✦The research question
For my bachelor thesis at Howest I set out to answer one question: how does on-device AI in a Flutter app compare to cloud-based AI when it comes to giving tourists better route and location recommendations?
The field was moving fast. On-device models promise privacy and low latency. Cloud models promise depth and breadth. The question was whether either approach, or a combination of both, could actually make a travel app meaningfully smarter.
✦What I built
The answer was a proof-of-concept Flutter iOS app with four AI backends running side by side.

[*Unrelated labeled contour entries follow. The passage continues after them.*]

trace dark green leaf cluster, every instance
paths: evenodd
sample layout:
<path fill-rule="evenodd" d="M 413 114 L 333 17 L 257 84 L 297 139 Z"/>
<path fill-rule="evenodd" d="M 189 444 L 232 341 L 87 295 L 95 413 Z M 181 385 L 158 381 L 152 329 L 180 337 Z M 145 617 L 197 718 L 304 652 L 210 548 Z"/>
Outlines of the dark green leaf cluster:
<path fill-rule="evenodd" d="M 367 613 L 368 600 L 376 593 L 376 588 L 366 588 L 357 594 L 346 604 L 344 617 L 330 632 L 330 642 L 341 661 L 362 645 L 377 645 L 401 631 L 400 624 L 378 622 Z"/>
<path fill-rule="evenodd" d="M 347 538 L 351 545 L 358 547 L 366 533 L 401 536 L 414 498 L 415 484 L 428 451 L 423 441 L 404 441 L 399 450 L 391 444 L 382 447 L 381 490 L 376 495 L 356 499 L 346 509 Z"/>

- GPT-4o-mini: fast, cost-efficient, reliable for structured output
- Gemini 2.5 Flash: stronger reasoning, better at geographic detail
- Hybrid pipeline: GPT generates the initial recommendation, Gemini refines it. A two-stage chain designed to combine the strengths of both.
- Apple Intelligence: fully on-device, no external API calls, full privacy. Available as an optional fourth tier on compatible hardware.
Users can switch models mid-session and compare two responses to the same question side by side. Every AI answer that contains location data gets parsed automatically and plotted as pins on a Mapbox map, with a route calculated between stops.
✦Architecture
The app is a monorepo: Flutter (iOS) for the frontend, .NET 9 ASP.NET Core for the backend. The backend does all the heavy lifting: it holds API keys server-side, orchestrates every AI call, and streams responses back to the Flutter client via HTTP chunked transfer encoding.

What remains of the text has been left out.